Augmented reality is the cutting edge of mobile games and wearable tech, a fancy term for looking at the world through the lens of technology. You’ve probably heard about the Pokémon Go app by now, the biggest entertainment craze of the summer. Br. Irenaeus wrote about what he saw in Providence, RI, and similar scenes have played themselves out in cities across the country. In New York’s Central Park this summer, some of our brothers were taking a walk and heard someone shout, “Look, a Psyduck just spawned!” A crowd of gamers coalesced and lurched past them across the grass, cellphones extended in hopes of catching the pocket monster.
What is it that draws us to games like Pokémon Go? On one level, it’s a desire to enter a reality different than what God has created. For another way to satisfy this longing, we can look at Christian art. Close to Central Park is the Frick Collection, a gem of an art museum that has several world-famous paintings. One of them is Bellini’s St. Francis in the Desert, which captures a different version of reality, one that has captivated viewers across the centuries. It’s reality “augmented” by Christian faith.
Bellini’s painting is dominated by a rock outcropping that provides the background for St. Francis’s mystical experience. At first glance this rock is unappealing, much the way ordinary reality is for us. The ground was cursed into hardness for Adam, and as his children we have difficulty tilling fruit out of our daily life. The glitz of entertainment, especially in new forms like Pokémon Go, gives us relief. Unlike the frustrations of our normal pursuits, this electronic world is full of promise, and progress is easily identifiable as we level up in a game.
But as much as we enjoy games, we know they cannot substitute for reality. What we long for is a reality that speaks to us, that is full of meaning. It is only by the light of faith that we can recapture the significance of the here and now, just as God has given it to us. In Bellini’s painting, St. Francis’s home is a cave within the rock, a hermitage where he meditates on Scripture and the truths of the faith. As he does so, the rock becomes suffused with softness and his vision of the world is augmented. He sees it in the light of the Father’s love. Bellini portrays this flooding in of light through the tree blown back by supernatural wind and falling on St. Francis’s face. Almost invisibly, he receives the marks of the stigmata. In the background, the light touches each plant and animal, as well as the shepherd and the city, so that each shows forth its goodness in its own place.
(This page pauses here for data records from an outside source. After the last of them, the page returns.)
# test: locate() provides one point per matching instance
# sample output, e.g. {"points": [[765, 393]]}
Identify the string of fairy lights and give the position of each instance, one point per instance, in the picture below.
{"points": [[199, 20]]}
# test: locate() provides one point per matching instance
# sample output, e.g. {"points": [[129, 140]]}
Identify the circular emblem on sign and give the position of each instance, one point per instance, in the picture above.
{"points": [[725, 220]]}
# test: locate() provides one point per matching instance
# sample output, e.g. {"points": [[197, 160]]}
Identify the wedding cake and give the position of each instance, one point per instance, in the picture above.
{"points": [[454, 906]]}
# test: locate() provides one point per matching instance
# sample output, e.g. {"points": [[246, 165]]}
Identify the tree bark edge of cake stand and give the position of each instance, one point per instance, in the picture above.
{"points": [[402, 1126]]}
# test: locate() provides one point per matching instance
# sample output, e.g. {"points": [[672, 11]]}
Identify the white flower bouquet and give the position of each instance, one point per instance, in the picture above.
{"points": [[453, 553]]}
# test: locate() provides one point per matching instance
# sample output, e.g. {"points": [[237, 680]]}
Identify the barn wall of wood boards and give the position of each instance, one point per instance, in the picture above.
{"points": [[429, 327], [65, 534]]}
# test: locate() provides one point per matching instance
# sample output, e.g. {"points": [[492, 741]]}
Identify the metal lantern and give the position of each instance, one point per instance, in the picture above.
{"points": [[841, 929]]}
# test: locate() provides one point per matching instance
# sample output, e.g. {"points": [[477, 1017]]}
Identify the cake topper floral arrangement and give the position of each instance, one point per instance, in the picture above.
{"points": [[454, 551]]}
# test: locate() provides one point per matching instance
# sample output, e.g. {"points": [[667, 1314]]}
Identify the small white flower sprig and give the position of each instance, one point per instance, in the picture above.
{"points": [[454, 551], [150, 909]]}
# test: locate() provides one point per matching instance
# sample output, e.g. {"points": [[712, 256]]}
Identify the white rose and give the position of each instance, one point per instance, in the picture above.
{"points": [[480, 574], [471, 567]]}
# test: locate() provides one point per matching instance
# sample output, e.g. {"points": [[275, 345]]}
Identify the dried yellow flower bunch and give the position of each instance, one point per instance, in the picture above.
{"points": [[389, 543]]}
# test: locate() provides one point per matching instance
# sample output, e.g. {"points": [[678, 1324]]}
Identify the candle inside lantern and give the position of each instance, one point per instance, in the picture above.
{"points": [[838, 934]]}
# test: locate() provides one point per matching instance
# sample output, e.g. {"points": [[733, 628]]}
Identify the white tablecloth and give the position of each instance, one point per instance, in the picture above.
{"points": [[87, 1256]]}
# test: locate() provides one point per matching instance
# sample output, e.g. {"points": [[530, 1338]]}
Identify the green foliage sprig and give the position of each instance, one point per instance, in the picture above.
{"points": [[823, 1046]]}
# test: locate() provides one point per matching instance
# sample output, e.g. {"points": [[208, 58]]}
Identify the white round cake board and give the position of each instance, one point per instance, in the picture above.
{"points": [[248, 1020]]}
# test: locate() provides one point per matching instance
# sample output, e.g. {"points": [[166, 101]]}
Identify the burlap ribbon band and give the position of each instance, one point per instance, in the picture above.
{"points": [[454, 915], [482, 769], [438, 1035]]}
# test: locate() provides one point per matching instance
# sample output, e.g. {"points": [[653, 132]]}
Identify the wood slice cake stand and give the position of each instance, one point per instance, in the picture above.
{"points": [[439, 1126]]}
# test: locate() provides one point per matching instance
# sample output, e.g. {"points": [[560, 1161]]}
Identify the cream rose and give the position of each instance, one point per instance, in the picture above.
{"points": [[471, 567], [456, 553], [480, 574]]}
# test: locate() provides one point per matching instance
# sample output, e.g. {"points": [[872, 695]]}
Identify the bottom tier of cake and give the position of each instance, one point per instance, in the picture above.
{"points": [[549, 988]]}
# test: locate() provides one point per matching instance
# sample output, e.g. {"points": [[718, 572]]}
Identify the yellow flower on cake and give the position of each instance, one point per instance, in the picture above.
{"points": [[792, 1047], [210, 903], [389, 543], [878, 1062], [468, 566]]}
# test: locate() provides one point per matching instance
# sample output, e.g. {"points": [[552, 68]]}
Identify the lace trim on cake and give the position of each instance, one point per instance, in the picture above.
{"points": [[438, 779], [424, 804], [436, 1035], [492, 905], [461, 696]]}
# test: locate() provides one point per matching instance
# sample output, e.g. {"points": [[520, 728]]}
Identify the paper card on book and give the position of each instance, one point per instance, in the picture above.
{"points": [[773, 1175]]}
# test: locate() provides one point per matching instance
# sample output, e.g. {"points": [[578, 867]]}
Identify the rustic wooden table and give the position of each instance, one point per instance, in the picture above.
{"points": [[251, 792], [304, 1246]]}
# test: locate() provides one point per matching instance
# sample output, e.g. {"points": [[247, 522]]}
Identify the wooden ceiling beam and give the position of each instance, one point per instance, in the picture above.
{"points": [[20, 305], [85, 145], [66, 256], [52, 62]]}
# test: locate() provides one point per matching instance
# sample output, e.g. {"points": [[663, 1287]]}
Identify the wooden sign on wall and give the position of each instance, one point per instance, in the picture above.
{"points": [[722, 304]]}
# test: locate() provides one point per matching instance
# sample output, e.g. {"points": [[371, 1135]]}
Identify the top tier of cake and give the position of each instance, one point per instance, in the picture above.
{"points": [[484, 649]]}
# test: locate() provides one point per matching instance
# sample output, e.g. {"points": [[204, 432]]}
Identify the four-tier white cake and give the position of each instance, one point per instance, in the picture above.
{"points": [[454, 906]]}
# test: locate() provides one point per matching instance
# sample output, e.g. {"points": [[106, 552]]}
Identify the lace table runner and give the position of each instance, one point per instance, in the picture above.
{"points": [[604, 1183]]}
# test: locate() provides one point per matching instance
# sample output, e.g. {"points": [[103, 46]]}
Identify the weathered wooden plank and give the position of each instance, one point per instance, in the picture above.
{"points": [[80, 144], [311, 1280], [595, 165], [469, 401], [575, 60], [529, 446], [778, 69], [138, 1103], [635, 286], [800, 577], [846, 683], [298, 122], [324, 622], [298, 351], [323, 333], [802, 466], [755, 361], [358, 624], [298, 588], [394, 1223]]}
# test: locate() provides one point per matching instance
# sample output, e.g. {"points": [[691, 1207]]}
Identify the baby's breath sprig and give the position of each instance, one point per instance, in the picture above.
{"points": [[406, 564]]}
God is the creator of all, and through intimacy with Him the world can be given to us anew. Our faith “augments” the world not by adding something to it, but by revealing that everything is part of God’s loving plan for us. We have around us just those people and places that He has willed for us, and nothing more. Instead of constraining and disappointing us, our reality can become the means of cooperating with the Father’s will for our life. Yes, the way of faith is long and the trials many, but consider again Bellini’s painting. Who wouldn’t want to live in this reality?